Python SDK for **[ControlMT v2.3](https://huggingface.co/anandkaman/controlmt-v2.3)** —
a compact 139M-parameter Kannada ↔ English translator.

```bash
pip install controlmt
```

## Quick start

```python
from controlmt import ControlMT

model = ControlMT.from_hf()                                    # auto everything
print(model.translate("ನಾನು ಕನ್ನಡ ಮಾತನಾಡುತ್ತೇನೆ."))
# → "I speak Kannada."
```

That's it.
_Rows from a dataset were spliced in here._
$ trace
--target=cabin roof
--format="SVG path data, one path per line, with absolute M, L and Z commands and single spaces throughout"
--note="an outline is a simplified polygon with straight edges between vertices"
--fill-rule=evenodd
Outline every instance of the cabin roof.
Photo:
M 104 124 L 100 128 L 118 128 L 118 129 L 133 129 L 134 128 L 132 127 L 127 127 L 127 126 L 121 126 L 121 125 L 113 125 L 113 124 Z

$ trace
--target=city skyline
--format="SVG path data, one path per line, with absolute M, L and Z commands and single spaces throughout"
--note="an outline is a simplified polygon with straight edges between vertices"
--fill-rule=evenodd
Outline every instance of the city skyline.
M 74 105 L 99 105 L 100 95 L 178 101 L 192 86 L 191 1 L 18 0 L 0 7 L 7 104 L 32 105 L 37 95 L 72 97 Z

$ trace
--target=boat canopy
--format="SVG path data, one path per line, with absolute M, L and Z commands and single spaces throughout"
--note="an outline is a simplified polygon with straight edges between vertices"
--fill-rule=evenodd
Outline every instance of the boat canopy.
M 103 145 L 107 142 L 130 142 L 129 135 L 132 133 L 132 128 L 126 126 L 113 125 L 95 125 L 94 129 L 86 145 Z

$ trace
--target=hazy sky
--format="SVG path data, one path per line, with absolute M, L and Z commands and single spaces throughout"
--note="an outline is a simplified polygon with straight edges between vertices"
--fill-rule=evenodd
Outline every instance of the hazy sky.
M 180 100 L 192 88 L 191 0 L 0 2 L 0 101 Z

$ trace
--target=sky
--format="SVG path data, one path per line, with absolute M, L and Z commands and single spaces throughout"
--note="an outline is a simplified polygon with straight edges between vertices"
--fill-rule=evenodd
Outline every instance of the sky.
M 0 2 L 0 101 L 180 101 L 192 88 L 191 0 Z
The SDK auto-detects:
- **Device** — GPU if CUDA is available, else CPU (overridable)
- **Dtype** — fp16 on GPU, bf16 on CPU (overridable; bf16 only when supported)
- **Direction** — Kannada → English if input is mostly Kannada chars, else reverse

## Explicit control

```python
# Force CPU, even on a GPU box
model = ControlMT.from_hf(device="cpu")

# Force GPU; falls back to CPU with a warning if not present
model = ControlMT.from_hf(device="gpu")

# Pick an exact dtype
model = ControlMT.from_hf(device="cpu", dtype="bf16")    # bfloat16
model = ControlMT.from_hf(device="gpu", dtype="fp16")    # float16
model = ControlMT.from_hf(dtype="fp32")                  # full precision

# CPU int8 dynamic quantization (~2× faster than bf16 on CPU)
model = ControlMT.from_hf(device="cpu", quant="int8")

# Specific HF revision (e.g. a pre-quantized branch)
model = ControlMT.from_hf(model_id="anandkaman/controlmt-v2.3-int8", quant="int8")

# Loud: print the auto-pick decisions
model = ControlMT.from_hf(verbose=True)
```

Inspect the resolved config:
```python
>>> model
<ControlMT model_id='anandkaman/controlmt-v2.3' cuda · float16>
>>> model.config
ResolvedConfig(device='cuda', dtype_str='float16', quant='none', bf16_cpu=True)
```

## Batched translation

By design: **you must specify `batch_size` to opt into batching.** Otherwise the SDK
runs one sentence at a time — predictable memory, no surprises.

```python
texts = ["ನಾನು ಕನ್ನಡ.", "I speak English.", ...]

# Default: one at a time (safe everywhere)
outs = model.batch_translate(texts)

# Explicit fixed batch size
outs = model.batch_translate(texts, batch_size=8)

# Auto-pick batch size from free VRAM (GPU only)
outs = model.batch_translate(texts, auto_batch=True)
```

| Mode | CPU | GPU |
|---|---|---|
| `(no batch_size, no auto_batch)` | 1 sentence at a time | 1 sentence at a time |
| `batch_size=N` | uses N | uses N |
| `auto_batch=True` | ignored + warning → 1 | probes `torch.cuda.mem_get_info()`, picks N ≤ 64 |

## Other endpoints

```python
# Heuristic direction detection (>30% KN chars → kn2en, else en2kn)
ControlMT.detect_direction("ನಾನು ಕನ್ನಡ.")    # → "kn2en"

# JIT/compile warmup — kills the 5–10s "first request" lag in production
model.warmup()

# Run the 6-pair DEPLOYMENT.md benchmark suite on YOUR hardware
result = model.benchmark()
# {'config': 'cuda · float16', 'num_beams': 2, 'median_latency_s': 0.19, 'rows': [...]}
```

## Architecture note

ControlMT v2.3 is an **encoder-decoder seq2seq** model (T5/mBART family), not a
decoder-only LM. That means:

- ✅ Works: this SDK, raw Transformers, FastAPI, Docker, HF Inference Endpoints
- ❌ Doesn't work without significant adapter work: vLLM, Ollama, llama.cpp/GGUF, HF TGI

See [DEPLOYMENT.md](https://huggingface.co/anandkaman/controlmt-v2.3/blob/main/DEPLOYMENT.md) Section 9 for the full "not supported" table and why.

## License

Apache 2.0. Same as the underlying model weights.